Laut der Produktseite läuft Collapse OS derzeit auf einem selbst zusammengebauten Computer auf Z80-Basis. Und auf Reddit gab Dupras an, dass das Betriebssystem theoretisch auch auf einer Sega Genesis-Spielekonsole aus dem Jahr 1989 laufe.
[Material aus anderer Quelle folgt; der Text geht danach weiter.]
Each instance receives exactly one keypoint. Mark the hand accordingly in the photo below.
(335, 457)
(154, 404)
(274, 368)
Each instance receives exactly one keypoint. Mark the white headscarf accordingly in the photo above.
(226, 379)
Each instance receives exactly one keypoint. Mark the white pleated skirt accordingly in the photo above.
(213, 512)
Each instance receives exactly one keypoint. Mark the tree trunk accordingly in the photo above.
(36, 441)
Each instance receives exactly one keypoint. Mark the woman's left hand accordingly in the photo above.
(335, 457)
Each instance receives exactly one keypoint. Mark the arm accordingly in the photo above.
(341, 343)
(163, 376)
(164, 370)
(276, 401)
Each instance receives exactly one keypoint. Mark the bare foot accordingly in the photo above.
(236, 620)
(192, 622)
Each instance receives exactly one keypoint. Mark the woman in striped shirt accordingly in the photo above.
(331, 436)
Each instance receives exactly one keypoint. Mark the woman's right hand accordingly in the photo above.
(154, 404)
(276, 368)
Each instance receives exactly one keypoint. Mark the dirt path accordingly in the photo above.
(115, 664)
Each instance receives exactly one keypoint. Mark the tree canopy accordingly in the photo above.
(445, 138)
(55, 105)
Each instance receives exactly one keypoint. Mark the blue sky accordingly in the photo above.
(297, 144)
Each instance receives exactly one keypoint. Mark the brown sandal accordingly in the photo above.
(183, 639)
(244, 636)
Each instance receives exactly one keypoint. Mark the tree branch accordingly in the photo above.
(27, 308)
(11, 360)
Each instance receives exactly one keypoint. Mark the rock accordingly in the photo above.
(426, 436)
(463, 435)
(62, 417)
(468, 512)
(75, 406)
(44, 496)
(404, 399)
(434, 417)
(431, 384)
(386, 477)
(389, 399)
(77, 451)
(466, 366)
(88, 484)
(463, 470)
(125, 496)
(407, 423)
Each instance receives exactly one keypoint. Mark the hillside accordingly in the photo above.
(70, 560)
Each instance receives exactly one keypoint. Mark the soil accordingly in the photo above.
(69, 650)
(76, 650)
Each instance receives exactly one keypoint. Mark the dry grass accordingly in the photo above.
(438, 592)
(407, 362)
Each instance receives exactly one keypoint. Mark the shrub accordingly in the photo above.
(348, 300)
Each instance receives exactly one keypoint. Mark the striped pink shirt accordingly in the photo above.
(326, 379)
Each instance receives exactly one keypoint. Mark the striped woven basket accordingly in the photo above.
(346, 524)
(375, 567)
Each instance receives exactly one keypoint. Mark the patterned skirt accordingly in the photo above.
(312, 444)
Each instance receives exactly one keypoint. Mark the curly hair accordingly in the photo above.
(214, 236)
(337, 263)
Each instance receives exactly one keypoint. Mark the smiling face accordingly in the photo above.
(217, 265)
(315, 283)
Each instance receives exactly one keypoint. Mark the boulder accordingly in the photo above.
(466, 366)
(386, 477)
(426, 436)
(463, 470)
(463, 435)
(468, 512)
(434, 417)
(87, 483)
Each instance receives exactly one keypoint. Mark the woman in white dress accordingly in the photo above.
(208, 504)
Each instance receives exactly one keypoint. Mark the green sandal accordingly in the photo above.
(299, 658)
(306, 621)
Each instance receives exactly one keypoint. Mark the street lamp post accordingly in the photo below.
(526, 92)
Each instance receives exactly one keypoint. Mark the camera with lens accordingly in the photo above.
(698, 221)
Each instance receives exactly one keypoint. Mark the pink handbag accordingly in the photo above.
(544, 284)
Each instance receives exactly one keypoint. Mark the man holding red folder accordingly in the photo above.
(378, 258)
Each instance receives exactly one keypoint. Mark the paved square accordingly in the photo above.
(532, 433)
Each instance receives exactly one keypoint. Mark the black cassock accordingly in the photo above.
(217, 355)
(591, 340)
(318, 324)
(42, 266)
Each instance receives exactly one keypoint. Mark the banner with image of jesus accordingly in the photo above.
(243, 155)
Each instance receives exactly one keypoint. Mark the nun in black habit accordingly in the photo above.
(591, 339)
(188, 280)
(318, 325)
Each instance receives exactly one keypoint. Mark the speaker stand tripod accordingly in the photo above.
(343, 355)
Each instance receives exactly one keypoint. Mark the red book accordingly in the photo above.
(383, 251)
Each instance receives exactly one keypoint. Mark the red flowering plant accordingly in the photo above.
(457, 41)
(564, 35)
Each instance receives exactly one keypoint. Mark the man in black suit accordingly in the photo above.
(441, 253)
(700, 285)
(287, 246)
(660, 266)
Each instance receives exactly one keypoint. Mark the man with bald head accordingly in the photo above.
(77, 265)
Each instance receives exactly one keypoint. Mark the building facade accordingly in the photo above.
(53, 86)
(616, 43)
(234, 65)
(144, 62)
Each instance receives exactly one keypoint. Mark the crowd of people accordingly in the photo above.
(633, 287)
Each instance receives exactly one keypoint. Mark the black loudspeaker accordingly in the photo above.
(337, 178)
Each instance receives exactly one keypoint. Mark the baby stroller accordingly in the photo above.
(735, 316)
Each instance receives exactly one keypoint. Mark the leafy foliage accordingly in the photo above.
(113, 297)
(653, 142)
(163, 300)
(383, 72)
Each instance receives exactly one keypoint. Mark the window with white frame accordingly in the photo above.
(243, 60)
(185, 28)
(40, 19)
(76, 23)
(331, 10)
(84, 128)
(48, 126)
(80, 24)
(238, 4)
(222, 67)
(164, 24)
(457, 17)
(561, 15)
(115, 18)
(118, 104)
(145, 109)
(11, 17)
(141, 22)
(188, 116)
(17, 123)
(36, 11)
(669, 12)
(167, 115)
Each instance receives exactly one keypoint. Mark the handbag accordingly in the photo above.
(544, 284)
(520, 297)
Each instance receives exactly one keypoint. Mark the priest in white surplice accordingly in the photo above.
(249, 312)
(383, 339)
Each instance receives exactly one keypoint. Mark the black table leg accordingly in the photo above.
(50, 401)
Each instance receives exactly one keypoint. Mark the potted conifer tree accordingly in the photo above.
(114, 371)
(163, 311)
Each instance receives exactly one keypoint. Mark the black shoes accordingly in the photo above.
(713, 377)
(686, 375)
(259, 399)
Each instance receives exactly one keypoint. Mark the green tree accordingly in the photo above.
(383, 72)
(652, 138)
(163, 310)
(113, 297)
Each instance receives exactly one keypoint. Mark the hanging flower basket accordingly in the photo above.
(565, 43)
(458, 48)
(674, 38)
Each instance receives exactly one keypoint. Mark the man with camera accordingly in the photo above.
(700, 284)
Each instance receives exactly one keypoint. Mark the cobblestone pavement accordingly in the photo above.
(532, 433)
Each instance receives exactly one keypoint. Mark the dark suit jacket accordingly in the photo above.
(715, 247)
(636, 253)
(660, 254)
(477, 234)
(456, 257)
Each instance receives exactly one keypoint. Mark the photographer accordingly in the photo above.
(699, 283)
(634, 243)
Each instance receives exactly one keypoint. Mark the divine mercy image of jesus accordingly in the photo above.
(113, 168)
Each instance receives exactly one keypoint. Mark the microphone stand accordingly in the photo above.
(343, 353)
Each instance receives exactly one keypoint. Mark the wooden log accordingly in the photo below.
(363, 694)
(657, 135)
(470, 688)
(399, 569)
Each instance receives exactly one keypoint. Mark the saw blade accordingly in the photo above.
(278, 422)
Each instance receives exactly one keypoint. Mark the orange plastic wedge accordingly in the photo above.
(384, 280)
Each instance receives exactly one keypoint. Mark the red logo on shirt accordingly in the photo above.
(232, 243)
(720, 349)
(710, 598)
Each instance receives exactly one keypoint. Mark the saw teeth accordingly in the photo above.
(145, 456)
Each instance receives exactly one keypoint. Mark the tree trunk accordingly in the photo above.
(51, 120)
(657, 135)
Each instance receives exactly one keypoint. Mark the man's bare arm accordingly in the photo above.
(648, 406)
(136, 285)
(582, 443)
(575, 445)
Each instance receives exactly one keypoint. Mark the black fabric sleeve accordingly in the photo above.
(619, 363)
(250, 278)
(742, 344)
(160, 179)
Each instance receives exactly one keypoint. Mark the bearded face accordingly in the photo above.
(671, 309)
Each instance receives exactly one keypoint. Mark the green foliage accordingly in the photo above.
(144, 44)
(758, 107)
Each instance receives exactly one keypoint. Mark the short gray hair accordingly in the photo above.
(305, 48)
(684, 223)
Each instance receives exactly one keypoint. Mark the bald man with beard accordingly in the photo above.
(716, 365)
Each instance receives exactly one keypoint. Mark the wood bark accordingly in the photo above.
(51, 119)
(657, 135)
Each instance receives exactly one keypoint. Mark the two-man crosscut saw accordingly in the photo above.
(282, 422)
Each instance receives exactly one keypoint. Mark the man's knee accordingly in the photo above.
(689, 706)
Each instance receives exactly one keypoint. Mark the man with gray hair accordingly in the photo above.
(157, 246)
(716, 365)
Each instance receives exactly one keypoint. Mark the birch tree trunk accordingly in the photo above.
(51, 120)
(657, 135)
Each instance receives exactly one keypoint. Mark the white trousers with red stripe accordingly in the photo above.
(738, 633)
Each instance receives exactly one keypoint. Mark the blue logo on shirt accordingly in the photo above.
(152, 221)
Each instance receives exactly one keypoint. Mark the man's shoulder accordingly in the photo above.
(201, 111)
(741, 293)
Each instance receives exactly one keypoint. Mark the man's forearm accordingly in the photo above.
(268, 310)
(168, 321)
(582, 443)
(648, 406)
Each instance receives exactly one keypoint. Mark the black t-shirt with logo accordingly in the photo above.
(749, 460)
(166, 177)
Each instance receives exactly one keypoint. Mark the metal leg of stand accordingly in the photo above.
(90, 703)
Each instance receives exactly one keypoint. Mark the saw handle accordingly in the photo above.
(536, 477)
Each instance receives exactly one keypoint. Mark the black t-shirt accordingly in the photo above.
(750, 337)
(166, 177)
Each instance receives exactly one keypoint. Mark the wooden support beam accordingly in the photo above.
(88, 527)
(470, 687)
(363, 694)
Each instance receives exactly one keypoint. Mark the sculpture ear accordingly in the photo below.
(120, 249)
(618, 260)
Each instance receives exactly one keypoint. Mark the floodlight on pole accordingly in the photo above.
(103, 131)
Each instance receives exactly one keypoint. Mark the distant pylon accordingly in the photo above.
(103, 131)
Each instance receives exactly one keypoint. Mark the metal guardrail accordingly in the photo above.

Dupras ist zufrieden mit dem Fortschritt seines Projekts. “Ich glaube, ich könnte es auch selbst fertigstellen. Aber zusammen mit anderen Entwicklern und Entwicklerinnen macht es mehr Spaß”, schreibt er. “Um mitzumachen, braucht man bestimmte Voraussetzungen. Zum Beispiel die Überzeugung davon, dass die Welt kollabiert. Und Fähigkeiten im Bereich Elektronik und beim Zusammenbau eines Z80. Ich glaube, dass nur wenige Menschen in dieses Raster fallen. Aber genau diese Menschen will ich finden.”